Coming out is a deeply personal decision that each LGBTIQA+ person should be able to make in their own time for their own reasons.
This is because each of us has to weigh up many factors, including the impact on our relationship, our family's reaction, our cultural and religious background, and the discrimination we may face.
In Australia, coming out can still result in LGBTIQA+ people being lawfully fired or expelled by faith-based schools, or subject to conversion practices, or refused identity-affirming documents, or targeted by hate campaigns during an election, or turned away from blood donation, or just jeered from passing cars.
Despite marriage equality, Australia is not yet a place where most LGBTIQA+ people feel safe to come out by holding their partner's hand in public.
This continued stigma and discrimination contributes directly to higher than average rates of mental ill health.
Coming out when and how we choose is also one of the most powerful tools available to LGBTIQA+ people for making positive change.
It shows the world that we are no longer fearful, that we are proud of who we are, and that the lingering stereotypes about us are wrong.

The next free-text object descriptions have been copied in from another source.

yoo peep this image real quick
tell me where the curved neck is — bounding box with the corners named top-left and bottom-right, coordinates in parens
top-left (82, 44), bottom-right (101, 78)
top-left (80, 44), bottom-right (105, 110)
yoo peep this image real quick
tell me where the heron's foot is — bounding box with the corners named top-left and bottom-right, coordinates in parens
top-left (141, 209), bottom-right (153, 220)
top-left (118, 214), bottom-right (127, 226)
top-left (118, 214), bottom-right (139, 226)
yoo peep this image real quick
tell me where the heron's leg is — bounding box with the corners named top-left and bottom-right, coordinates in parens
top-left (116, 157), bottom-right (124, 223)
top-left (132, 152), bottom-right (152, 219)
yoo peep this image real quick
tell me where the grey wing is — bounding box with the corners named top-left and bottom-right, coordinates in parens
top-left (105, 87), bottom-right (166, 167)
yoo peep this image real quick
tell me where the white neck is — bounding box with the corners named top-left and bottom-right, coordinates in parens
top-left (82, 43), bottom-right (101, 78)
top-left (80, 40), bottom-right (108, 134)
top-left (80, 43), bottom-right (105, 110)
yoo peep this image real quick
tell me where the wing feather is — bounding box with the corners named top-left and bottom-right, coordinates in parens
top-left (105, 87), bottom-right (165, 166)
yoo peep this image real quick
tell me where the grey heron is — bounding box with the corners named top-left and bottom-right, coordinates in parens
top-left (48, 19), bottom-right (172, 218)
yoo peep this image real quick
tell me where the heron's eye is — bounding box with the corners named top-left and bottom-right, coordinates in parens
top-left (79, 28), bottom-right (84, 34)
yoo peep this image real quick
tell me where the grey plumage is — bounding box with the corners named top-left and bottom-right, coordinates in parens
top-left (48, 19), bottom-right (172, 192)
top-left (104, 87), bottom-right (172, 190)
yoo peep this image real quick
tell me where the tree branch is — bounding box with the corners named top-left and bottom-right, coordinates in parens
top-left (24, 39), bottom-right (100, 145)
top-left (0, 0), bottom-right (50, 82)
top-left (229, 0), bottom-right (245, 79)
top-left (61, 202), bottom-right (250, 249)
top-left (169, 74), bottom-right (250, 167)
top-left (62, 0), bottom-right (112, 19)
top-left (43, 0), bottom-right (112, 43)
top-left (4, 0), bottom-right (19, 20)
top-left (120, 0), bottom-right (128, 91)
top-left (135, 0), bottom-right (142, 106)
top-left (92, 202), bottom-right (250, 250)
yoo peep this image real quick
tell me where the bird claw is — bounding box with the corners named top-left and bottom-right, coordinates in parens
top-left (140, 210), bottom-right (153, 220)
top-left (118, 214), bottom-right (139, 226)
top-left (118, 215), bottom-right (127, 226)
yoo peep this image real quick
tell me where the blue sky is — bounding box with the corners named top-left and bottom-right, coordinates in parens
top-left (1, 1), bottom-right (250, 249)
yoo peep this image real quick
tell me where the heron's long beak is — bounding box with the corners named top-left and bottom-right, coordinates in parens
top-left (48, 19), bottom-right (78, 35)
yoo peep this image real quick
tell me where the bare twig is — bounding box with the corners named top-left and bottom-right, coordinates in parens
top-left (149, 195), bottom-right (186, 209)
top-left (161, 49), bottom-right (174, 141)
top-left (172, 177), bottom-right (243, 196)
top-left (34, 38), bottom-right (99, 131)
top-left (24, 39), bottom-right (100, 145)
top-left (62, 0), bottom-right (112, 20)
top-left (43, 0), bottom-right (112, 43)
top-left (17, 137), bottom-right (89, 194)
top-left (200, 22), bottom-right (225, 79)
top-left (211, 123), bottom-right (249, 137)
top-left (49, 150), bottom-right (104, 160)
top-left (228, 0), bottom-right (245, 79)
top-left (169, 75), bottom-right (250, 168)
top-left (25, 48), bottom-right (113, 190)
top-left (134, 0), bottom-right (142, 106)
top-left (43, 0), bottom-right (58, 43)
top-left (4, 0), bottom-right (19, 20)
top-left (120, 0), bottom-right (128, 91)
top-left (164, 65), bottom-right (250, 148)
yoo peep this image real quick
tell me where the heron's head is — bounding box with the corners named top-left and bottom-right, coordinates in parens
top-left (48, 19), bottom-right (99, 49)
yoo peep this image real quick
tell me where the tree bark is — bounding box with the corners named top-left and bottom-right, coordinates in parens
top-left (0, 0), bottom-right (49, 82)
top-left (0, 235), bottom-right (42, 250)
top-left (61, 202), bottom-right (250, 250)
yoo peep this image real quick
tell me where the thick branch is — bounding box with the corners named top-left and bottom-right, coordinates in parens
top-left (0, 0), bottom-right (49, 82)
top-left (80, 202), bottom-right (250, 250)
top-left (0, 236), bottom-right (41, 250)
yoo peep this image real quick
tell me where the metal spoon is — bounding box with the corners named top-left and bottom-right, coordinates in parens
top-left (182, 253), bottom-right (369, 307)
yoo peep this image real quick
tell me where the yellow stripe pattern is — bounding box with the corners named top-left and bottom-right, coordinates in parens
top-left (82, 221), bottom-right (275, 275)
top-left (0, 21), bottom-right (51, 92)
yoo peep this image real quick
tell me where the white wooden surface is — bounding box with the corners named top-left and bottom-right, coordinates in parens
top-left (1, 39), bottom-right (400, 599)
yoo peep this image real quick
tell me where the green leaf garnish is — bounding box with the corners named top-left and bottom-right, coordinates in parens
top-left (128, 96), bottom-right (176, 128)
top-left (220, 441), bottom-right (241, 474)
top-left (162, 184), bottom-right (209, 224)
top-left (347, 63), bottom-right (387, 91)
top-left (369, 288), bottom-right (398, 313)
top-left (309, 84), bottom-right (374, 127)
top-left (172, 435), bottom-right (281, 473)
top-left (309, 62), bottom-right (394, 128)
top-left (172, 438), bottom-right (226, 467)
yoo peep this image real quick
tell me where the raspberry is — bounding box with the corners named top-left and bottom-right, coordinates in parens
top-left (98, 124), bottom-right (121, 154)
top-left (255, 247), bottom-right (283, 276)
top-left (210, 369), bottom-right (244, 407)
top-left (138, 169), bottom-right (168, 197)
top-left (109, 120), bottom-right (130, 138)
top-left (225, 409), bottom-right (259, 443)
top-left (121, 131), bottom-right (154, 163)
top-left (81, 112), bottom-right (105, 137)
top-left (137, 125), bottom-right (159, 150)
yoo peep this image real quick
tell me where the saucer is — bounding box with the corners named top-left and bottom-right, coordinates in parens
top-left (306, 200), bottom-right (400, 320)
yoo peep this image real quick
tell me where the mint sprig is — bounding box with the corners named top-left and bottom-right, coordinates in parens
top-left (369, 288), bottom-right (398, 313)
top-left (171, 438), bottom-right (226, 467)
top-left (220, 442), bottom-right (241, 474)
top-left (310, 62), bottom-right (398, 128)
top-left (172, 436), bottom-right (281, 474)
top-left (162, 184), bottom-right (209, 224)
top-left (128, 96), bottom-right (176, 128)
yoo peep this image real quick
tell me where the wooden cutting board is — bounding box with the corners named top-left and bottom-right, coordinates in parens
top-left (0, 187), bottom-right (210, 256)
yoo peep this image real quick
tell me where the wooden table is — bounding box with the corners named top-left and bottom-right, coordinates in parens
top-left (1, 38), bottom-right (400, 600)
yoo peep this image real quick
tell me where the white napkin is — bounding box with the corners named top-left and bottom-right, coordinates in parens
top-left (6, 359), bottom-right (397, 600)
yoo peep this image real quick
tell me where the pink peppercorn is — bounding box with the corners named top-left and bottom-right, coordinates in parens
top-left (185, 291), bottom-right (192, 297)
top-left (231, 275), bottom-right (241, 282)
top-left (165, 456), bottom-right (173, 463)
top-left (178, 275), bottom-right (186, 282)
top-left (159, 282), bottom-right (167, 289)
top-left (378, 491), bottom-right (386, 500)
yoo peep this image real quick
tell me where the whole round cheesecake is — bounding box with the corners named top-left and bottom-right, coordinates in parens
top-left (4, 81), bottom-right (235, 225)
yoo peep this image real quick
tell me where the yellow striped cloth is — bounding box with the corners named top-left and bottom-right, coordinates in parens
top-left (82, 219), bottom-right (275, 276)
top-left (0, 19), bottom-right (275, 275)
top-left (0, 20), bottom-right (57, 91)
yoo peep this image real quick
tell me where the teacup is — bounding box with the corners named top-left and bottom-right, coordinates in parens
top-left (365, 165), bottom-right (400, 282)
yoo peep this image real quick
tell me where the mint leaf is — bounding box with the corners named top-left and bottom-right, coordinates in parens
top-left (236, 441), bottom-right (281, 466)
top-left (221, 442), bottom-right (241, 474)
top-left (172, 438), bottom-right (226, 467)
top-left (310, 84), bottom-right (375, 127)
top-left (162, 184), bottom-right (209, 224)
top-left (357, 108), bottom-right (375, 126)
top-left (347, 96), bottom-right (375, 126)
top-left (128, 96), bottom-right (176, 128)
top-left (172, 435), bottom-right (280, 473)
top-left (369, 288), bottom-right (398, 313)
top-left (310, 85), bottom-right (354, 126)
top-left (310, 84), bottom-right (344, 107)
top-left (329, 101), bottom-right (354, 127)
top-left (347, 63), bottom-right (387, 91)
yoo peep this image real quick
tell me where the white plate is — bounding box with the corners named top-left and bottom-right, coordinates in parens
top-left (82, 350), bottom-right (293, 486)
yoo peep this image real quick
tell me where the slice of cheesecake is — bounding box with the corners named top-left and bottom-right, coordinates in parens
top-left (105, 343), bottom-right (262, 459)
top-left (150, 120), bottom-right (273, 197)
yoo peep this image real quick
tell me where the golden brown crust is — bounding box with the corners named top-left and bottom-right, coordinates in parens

When celebrities decide for themselves to come out it is especially important.
They can be life-saving role models for those young LGBTIQA+ people who feel isolated and helpless in a hostile world.
All this was highlighted by The Sydney Morning Herald's recent attempt to out actor, comedian and writer Rebel Wilson.
The Herald caught wind of Ms Wilson's relationship with designer Ramona Agruma and emailed Wilson about it, giving her two days to confirm if the rumours were true.
Ms Wilson, faced with the choice of being outed or outing herself, chose the latter.
The journalist at fault cycled through various excuses.
He said we do not live in "a perfect world" where "love is love", as if continued prejudice and prurience justifies invading our privacy.
He said that Wilson would not likely have experienced homophobia and that sexuality is no longer something to be hidden, as if he hadn't just given a green light to every bigot in Australia to follow his lead.
He effectively blamed Rebel Wilson herself by pointing to a former heterosexual relationship she had revealed on social media, as if there are no boundaries when reporting on gay or bisexual public figures.
The incident showed that idle curiosity about us still has priority over our wellbeing, that there is a profound complacency about the discrimination we continue to endure, and that we still have to take our destiny into our own hands or have it taken from us.
The reporter and his editor have since apologised and said they will learn from the experience.
But like many other LGBTIQA+ Australians, I am sceptical.
In 2016, the Herald apologised to those people whose names, addresses and occupations it published after they were arrested at the first Sydney Mardi Gras in 1978.
Because of that act of punitive outing, some marchers lost their jobs, homes and families. Some took their own lives.
Clearly, laws and attitudes towards LGBTIQA+ people have improved since 1978.
We are no longer stigmatised as criminals, we are mostly protected by anti-discrimination laws, and we can marry the one we love.
But just as clearly, there is still a long way to go when a major metro daily remains oblivious to the harm it creates by inflicting and legitimising outing.
Hopefully, this time around the Herald has finally learnt just why outing is so wrong.
And hopefully, following this fiasco, Australia is a step closer to allowing LGBTIQA+ people to express who we are on our own terms, and not the terms set by others.